日本でも、買い付けたLNGをヨーロッパへの供給へまわすことが検討されており、今回の供給支援にはもちろん日本からの融通も含まれています。日本は世界最大のLNG輸入国です。日本が先進国としてサプライチェーンの中で存在感を示すために、資源輸入国としてだけではく、LNGを気化する技術や、再生可能エネルギーの技術輸出国としての立場を強めることが出来ると良いなと望んでいます。


②「2030 GameChange (7)国際連携 世界分かつ米中、国・企業の実力問う ネットも分断/宇宙資源を争奪」

量子コンピューターの実用化によって、現状の暗号技術が骨抜きにされる可能性があるようです。インターネット上のメールや、クレジットカードの情報を読み取られるような事態を防ぐために、アメリカは、最速で2024年に次世代型の暗号技術の国際標準を備えることを目指します。
しかしながら、それが面白くないのは中国です。独自の技術開発の精査を進めているそうです。へたすると、アメリカと中国では全くちがう技術を利用するような未来も現実味があると筆者は言います。

※暗号技術の大きな方向転換についてはこちらの記事もご参考に
https://toyokeizai.net/articles/-/510067

アメリカ、中国によるルールメイカーとしての2大国の対立は、世界に大きな溝を産みます。
宇宙開発についても同様。2020年にアメリカを主導して「アルテミス合意」が提唱されましたが、中国とロシアは独自に協力体制を築き、ドイツ、フランス、インドなどは、どちらにも参加せずに様子見の構えです。

国が立場を明らかにしていく中で、グローバル企業は複雑な対応をせざるを得ません。世界標準、宇宙開発、環境問題など、世界が抱える問題において「単一の世界」だけを想定していては、もはやビジネスが行えなくなります。

日本はどう生き延びることができるでしょうか。常に存在意義を問われ続けています。


③「『米は同盟国を尊重』エマニュエル駐日大使 アジア重視強調」

バイデン大統領は、トランプ政権の時に導入された、日本から輸入されrう鉄鋼にたいしての関税を緩和させることを発表しました。前政権からの「一国主義」からの脱却をアピールする格好です。

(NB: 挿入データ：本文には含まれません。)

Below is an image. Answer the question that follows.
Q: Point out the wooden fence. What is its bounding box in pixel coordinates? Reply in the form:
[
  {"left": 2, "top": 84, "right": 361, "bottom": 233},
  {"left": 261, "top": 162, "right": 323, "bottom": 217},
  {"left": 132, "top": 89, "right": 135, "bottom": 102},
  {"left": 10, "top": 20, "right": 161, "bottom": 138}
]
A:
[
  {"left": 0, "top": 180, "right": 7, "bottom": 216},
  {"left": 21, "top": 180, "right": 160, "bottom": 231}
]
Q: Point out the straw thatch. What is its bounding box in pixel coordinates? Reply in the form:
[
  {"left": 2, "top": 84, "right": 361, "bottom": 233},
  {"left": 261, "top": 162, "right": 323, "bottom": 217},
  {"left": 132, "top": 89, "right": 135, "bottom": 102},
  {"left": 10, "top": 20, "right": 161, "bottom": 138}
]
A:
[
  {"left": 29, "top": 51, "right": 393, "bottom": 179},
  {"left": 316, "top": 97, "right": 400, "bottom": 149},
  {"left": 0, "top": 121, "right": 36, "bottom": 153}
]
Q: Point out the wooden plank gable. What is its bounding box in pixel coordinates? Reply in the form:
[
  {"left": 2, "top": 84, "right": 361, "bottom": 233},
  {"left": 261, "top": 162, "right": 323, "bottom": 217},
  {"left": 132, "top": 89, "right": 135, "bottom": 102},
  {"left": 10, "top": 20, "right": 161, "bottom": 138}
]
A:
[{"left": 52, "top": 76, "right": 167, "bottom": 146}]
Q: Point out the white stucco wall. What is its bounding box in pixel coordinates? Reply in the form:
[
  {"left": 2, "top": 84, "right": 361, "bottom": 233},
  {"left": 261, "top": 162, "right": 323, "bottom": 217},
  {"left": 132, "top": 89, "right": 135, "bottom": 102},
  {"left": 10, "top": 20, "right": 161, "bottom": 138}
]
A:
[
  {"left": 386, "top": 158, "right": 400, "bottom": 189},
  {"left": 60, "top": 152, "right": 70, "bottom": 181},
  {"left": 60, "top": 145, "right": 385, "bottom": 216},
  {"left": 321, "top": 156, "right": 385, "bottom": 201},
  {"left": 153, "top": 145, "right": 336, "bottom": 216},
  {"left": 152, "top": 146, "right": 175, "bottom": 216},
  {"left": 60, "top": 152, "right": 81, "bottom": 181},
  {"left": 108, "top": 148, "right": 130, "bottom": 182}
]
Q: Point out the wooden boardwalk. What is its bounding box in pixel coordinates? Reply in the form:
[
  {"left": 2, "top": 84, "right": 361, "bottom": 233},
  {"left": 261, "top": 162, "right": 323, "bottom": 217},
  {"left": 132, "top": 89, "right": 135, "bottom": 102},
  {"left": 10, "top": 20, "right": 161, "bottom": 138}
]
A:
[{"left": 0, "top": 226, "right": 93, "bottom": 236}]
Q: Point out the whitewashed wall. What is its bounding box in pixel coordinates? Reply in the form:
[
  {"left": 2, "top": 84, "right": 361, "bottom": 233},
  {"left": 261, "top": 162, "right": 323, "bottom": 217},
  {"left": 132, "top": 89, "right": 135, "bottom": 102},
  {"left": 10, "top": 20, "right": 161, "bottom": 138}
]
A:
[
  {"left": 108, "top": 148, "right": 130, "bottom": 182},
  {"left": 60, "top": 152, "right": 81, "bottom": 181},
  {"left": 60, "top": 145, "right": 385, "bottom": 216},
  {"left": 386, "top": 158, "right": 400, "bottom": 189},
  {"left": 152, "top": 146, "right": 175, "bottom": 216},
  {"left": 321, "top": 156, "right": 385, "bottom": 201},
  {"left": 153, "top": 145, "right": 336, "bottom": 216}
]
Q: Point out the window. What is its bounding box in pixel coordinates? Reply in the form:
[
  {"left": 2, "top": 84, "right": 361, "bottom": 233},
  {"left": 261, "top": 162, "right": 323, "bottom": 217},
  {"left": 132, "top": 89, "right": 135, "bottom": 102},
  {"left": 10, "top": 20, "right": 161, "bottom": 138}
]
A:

エマニュエル駐日アメリカ大使は「米国は同盟国を尊重し協調する」というメッセージを発します。

TPPへの復帰も焦点となっている通商関係ですが、アメリカは、日本を含むインド太平洋地域での協調姿勢を強め、中国へのけん制をしたい狙いがありますが、貿易協定に関しては、輸入超過を恐れてまだ慎重な姿勢を見せています。


④「まん延防止延長へ 13都県で、政府あす諮問」

「岸田文雄首相は8日、首相官邸で公明党の山口那津男代表と会った。山口氏は会談後、記者団に「延長もありうることを視野に検討していこうという方向だ」と述べた。」
とありますが、、
「ありうることを視野に検討していこうという方向だ」ってすごい言葉ですね。